Classic Drag

Photos : David Harry Stewart

Les règles sont très simples, et les mêmes depuis 60 ans : une ligne droite, deux couloirs, deux voitures, feu vert, et plein gaz ! Lequel des deux pilotes sera le plus rapide sur les 400 mètres de la mythique Classic Drag ?  

Le « drag racing » débute dans l’illégalité : après la Seconde Guerre mondiale, les vétérans américains sont en mal d’adrénaline. À la même époque, la voiture se démocratise. Les courses de vitesse se propagent rapidement. Depuis les années 50, elles se pratiquent sur des bases aériennes désaffectées ou sur circuits.

LE BON GOÛT N’A PAS D’ÂGE

On n’est jamais trop jeune pour les douze secondes magiques du quart de mile expérimentées dans une voiture quadragénaire.

On doit l’idée astucieuse d’équiper d’un moteur surdimensionné des voitures de classe moyenne aux légendaires Muscle cars des années 60 et 70. Elles se nommaient alors Barracuda, Fury, Superbird ou encore Charger et avaient cette même ligne : dangereusement belle. Une tradition qui perdure, surtout parmi les pilotes de « drag racing ».
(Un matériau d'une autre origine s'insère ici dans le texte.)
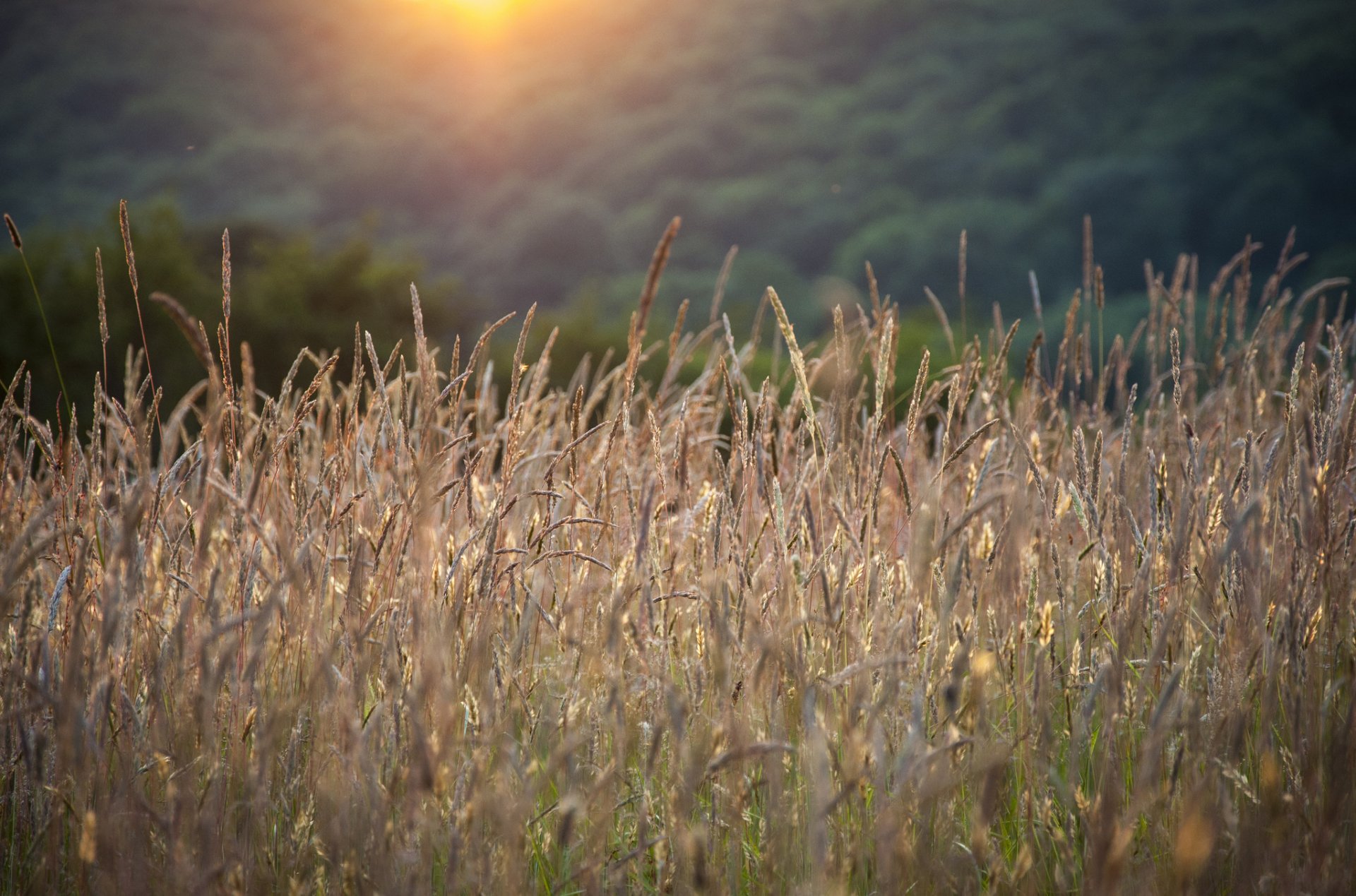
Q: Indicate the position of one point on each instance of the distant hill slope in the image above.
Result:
(815, 133)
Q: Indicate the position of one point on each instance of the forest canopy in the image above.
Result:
(540, 163)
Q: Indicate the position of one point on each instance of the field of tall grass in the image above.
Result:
(1071, 619)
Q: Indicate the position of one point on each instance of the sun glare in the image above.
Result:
(483, 11)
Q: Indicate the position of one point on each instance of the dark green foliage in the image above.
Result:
(814, 133)
(288, 293)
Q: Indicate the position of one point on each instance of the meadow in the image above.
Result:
(1071, 617)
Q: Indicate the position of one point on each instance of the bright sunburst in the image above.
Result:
(484, 11)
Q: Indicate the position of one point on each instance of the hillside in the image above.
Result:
(816, 135)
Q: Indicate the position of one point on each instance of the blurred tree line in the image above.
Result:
(288, 293)
(816, 135)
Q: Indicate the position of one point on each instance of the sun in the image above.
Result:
(484, 11)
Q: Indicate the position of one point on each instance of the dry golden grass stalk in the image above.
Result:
(725, 654)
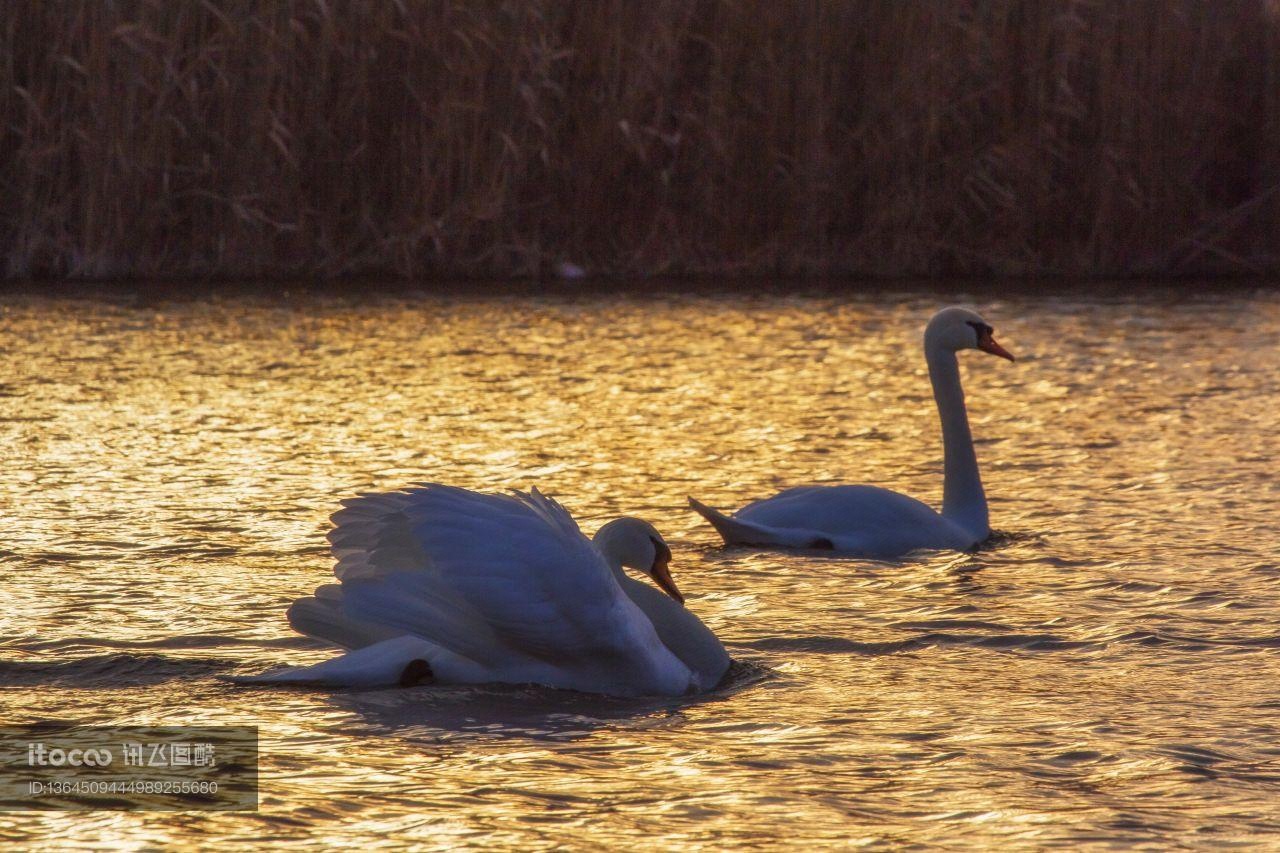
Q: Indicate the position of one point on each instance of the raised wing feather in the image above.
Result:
(501, 579)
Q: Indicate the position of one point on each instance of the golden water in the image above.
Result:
(1106, 670)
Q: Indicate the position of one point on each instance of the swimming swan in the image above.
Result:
(456, 587)
(871, 521)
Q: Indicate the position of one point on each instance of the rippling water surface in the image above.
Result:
(1106, 670)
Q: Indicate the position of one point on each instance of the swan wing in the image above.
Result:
(507, 582)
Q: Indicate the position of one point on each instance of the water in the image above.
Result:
(1105, 671)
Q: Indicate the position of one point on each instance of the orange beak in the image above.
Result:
(662, 575)
(987, 343)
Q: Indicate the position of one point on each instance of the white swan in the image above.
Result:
(871, 521)
(443, 584)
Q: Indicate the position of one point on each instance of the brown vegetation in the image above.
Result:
(424, 138)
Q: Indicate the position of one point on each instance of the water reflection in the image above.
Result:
(1104, 669)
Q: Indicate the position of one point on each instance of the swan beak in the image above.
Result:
(987, 343)
(662, 576)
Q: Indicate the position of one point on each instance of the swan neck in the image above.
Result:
(607, 546)
(963, 498)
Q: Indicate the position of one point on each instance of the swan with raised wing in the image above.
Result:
(867, 520)
(456, 587)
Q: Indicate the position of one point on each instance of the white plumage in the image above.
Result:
(499, 588)
(871, 521)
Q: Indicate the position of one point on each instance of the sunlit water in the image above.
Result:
(1107, 670)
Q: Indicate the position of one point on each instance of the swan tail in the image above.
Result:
(401, 661)
(323, 619)
(737, 532)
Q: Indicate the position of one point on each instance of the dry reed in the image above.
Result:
(426, 138)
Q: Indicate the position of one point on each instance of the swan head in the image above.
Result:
(635, 543)
(956, 328)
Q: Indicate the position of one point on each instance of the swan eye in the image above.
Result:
(983, 331)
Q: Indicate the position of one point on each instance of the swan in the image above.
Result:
(871, 521)
(456, 587)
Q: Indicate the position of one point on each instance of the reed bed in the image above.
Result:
(438, 138)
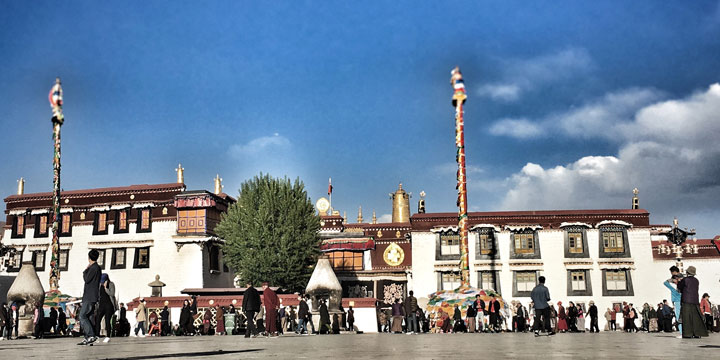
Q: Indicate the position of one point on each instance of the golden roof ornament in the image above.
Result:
(181, 176)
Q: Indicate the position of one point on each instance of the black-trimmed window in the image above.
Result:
(576, 242)
(617, 282)
(100, 223)
(613, 241)
(489, 280)
(524, 282)
(447, 246)
(119, 258)
(524, 245)
(486, 244)
(101, 258)
(214, 258)
(66, 224)
(121, 223)
(346, 260)
(15, 261)
(18, 226)
(142, 258)
(42, 227)
(144, 223)
(579, 283)
(39, 260)
(63, 260)
(449, 280)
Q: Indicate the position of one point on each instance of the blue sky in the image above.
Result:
(571, 104)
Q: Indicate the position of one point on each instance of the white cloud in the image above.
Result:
(385, 218)
(261, 144)
(521, 75)
(669, 150)
(606, 117)
(518, 128)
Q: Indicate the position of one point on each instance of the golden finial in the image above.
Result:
(181, 176)
(218, 184)
(21, 186)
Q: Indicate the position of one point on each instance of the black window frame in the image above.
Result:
(60, 225)
(440, 274)
(136, 261)
(138, 227)
(18, 263)
(536, 246)
(34, 259)
(626, 246)
(494, 253)
(496, 278)
(583, 232)
(438, 247)
(629, 291)
(588, 283)
(113, 263)
(96, 223)
(116, 229)
(516, 292)
(37, 233)
(67, 259)
(14, 233)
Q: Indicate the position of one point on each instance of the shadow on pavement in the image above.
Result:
(185, 354)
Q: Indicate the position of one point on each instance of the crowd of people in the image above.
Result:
(101, 315)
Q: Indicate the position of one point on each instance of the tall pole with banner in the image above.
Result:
(458, 100)
(55, 98)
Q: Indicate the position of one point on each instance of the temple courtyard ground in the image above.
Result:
(374, 346)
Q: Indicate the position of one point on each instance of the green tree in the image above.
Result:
(271, 233)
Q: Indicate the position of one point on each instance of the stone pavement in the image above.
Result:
(374, 346)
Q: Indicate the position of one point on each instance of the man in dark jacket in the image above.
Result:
(592, 312)
(411, 313)
(540, 296)
(303, 313)
(692, 319)
(251, 305)
(91, 295)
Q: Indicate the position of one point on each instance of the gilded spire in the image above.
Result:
(218, 184)
(21, 186)
(181, 175)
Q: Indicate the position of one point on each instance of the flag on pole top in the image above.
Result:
(55, 95)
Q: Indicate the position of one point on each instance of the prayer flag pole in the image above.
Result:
(458, 99)
(56, 100)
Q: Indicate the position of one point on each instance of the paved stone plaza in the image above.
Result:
(429, 346)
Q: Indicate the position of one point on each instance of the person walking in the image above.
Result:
(540, 296)
(351, 319)
(91, 295)
(692, 319)
(106, 306)
(38, 320)
(706, 309)
(141, 318)
(592, 313)
(302, 316)
(411, 313)
(272, 304)
(251, 305)
(165, 322)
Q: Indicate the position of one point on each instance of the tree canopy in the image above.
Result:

Une bonne occasion de se retrouver entre sympathisants de la furie automobile : dans certaines parties des États-Unis, le « drag racing » prend des allures de fête populaire. Ses deux grandes fédérations, la NHRA et l’IHRA, distinguent cent catégories différentes permettant ainsi au plus grand nombre de glaner au moins un titre. Les motards sont aussi les bienvenus.

LE « DRAG RACING », UN SPORT BINAIRE

C’est vous ou l’adversaire. Généralement, les jeux sont faits au bout de quelques mètres. 

Casque, minerve et combinaison anti-abrasion, les pilotes attachés au baquet s’accroupissent dans leur véhicule qui, telle une cage, est entouré de plusieurs mètres de tuyaux d’acier. En « drag racing », quand les choses tournent mal et que le puissant bolide quitte sa trajectoire, mieux vaut ne pas s’attarder à l’intérieur. La vocation de ces voitures est d’aller vite, pas de s’immobiliser.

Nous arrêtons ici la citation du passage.